On a forlorn corner of East Harlem, there is a secret garden in an unlikely location: on the roof of a school. 

The garden connects to a classroom and cooking space at PS 7 and Global Tech Prep, where every student qualifies for free or reduced price school lunch. Obesity rates in the surrounding neighborhood are high. 

"In these classes, we learn how to grow food, eat healthily and cook," said Devin Taylor, a student at Global Technology Preparatory School.

It's all the creation of Edible Schoolyard, a nonprofit organization that has been operating a similar program in a Gravesend, Brooklyn school since 2010. It's an offshoot of a northern California initiative founded by activist chef Alice Waters, a pioneer in the farm-to-table movement. 

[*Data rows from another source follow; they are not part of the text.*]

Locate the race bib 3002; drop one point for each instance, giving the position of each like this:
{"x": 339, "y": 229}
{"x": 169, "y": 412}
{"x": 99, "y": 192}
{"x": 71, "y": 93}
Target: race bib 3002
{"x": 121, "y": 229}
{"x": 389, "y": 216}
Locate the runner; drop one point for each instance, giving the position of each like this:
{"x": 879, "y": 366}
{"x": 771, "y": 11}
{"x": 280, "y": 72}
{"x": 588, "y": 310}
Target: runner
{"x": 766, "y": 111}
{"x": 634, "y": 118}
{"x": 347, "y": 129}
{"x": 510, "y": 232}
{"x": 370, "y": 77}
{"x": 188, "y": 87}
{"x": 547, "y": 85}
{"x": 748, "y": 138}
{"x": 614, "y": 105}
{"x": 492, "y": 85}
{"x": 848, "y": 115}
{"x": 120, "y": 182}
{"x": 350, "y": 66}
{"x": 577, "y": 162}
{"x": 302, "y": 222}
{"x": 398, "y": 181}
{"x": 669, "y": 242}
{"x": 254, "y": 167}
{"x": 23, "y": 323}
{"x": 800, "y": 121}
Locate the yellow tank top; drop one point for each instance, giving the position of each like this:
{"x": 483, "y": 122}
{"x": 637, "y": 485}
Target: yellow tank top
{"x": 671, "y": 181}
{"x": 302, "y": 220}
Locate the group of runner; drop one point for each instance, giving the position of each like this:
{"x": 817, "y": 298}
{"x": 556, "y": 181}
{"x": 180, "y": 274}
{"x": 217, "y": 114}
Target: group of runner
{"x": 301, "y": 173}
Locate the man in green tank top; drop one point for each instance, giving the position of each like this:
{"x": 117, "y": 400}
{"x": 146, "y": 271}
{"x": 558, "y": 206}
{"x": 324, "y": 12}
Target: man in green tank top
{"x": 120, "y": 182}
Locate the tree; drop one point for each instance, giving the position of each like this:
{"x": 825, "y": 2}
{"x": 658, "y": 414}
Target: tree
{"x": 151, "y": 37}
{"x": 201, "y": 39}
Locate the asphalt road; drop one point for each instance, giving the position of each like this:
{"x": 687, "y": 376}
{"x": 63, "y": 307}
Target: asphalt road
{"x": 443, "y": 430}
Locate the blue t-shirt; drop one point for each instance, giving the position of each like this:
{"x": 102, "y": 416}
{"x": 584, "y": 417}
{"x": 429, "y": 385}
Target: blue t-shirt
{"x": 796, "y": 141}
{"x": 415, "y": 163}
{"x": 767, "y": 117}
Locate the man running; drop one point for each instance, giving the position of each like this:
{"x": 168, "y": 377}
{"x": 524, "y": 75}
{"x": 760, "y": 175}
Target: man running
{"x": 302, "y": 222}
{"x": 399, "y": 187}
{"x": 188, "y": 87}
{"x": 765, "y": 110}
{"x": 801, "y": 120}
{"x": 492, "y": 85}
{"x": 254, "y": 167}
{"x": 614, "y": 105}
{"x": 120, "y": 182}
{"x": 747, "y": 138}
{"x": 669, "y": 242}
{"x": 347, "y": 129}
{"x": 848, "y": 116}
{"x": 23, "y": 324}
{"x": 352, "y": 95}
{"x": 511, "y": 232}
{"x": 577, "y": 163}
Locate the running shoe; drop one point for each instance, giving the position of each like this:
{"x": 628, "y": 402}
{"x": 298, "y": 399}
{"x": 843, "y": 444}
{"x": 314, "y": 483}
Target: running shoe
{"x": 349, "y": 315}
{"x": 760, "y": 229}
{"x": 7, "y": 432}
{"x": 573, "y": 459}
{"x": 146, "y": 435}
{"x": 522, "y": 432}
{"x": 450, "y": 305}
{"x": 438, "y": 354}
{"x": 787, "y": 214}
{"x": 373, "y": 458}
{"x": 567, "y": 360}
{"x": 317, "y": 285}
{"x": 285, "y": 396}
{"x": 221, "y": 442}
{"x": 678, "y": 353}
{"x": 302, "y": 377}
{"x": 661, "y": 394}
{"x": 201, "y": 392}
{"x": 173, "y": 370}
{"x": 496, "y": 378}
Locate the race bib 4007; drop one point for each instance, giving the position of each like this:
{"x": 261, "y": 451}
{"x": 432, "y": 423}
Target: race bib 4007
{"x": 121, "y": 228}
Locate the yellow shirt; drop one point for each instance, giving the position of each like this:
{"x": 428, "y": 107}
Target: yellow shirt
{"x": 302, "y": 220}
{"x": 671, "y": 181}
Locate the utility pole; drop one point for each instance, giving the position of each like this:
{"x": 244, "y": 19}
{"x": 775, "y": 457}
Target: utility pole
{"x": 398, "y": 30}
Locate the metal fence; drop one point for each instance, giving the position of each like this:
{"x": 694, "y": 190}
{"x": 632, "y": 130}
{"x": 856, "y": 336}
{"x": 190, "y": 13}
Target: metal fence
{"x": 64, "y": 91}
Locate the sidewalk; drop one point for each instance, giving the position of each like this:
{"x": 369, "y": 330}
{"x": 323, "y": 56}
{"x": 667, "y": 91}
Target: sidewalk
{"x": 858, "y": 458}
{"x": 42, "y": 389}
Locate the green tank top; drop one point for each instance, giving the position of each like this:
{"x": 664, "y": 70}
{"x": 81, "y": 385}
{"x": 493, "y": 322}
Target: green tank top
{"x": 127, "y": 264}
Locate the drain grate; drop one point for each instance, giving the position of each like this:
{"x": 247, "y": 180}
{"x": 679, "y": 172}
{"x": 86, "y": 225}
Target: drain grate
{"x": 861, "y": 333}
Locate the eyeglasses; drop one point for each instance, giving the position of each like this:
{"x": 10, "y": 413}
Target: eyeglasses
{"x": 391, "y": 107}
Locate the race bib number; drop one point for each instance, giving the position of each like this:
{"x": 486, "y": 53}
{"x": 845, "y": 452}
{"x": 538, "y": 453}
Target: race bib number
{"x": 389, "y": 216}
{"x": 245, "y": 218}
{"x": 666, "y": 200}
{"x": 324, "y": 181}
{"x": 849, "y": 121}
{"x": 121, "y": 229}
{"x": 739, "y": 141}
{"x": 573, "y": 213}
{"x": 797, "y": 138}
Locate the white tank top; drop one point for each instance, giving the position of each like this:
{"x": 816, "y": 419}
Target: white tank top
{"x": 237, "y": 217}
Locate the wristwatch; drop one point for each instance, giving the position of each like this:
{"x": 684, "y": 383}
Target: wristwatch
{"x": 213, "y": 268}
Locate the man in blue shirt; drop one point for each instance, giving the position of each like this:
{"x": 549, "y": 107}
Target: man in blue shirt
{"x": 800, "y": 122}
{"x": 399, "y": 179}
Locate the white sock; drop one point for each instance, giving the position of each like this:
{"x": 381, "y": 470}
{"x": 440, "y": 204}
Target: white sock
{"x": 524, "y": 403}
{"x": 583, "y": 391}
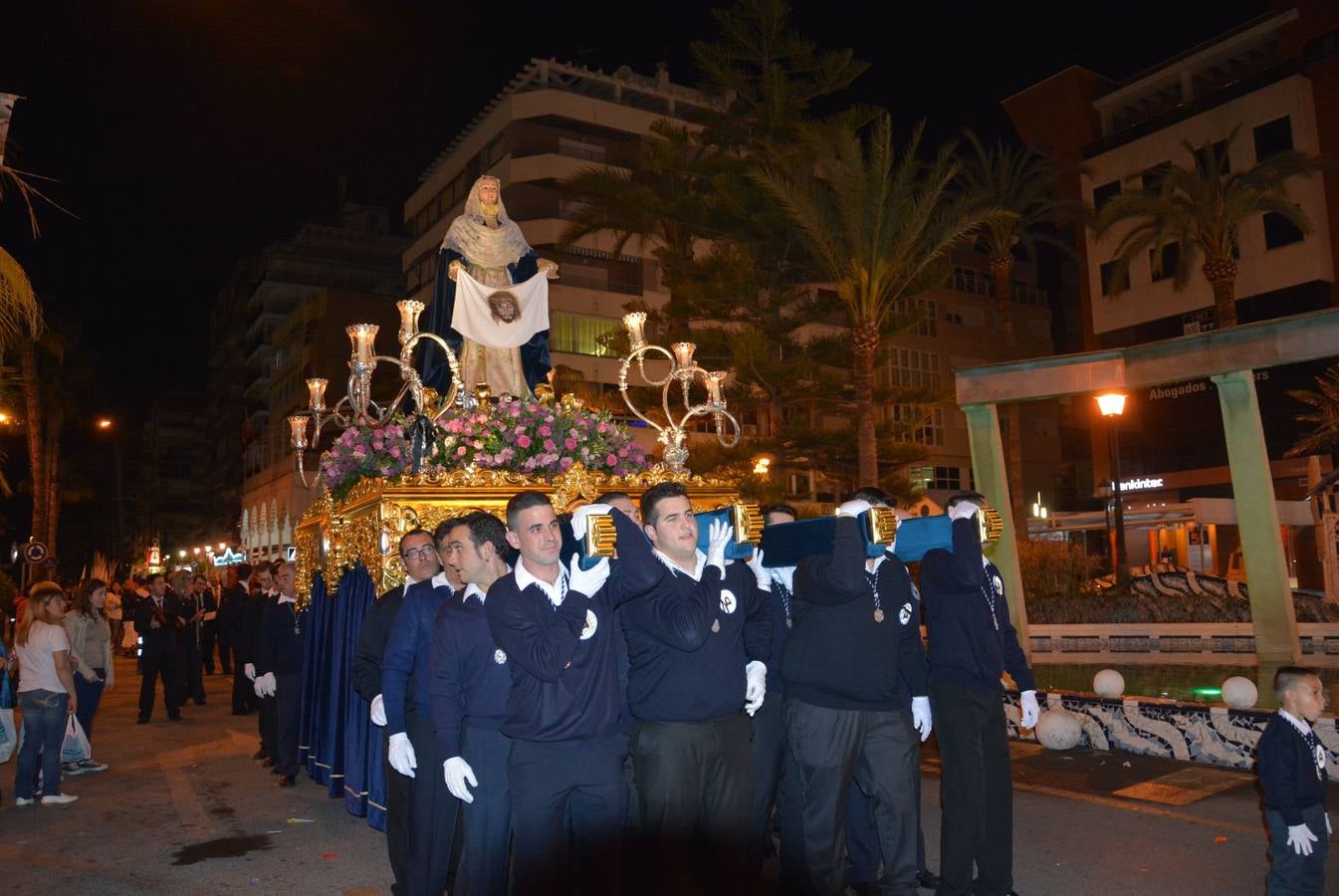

It took several years and $4 million appropriated by City Council Speaker Melissa Mark-Viverito to expand into East Harlem. 

"This could be a lifestyle change. This could be a profession for these young people. It obviously changes their eating habits. It really address a lot of different touch points," the Council speaker said. 

Five full-time staff members, paid for by Edible Schoolyard, lead the lessons, where students learn things like how to grow garlic and herbs and turn them into pesto.

"We think the instructional focus of the school should include gardening," said Jacqueline Pryce Harvey, principal of PS/MS 7. "It's not a matter of it's extra. Nothing is extra. This is a part of the instruction." 

Edible Schoolyard initially hoped to open a demonstration site like this at a school in each borough, but that plan has been put on hold. Instead, the organization is launching smaller, less-expensive versions of the program. Four are already up and running, including at PS 109 in the South Bronx, where one staff member teaches in a more modest school garden. 

"We think every kid should have access to an edible education, should be getting their hands in the dirt, cooking food, eating real, healthy delicious food," said Kate Brashares of Edible Schoolyard NYC.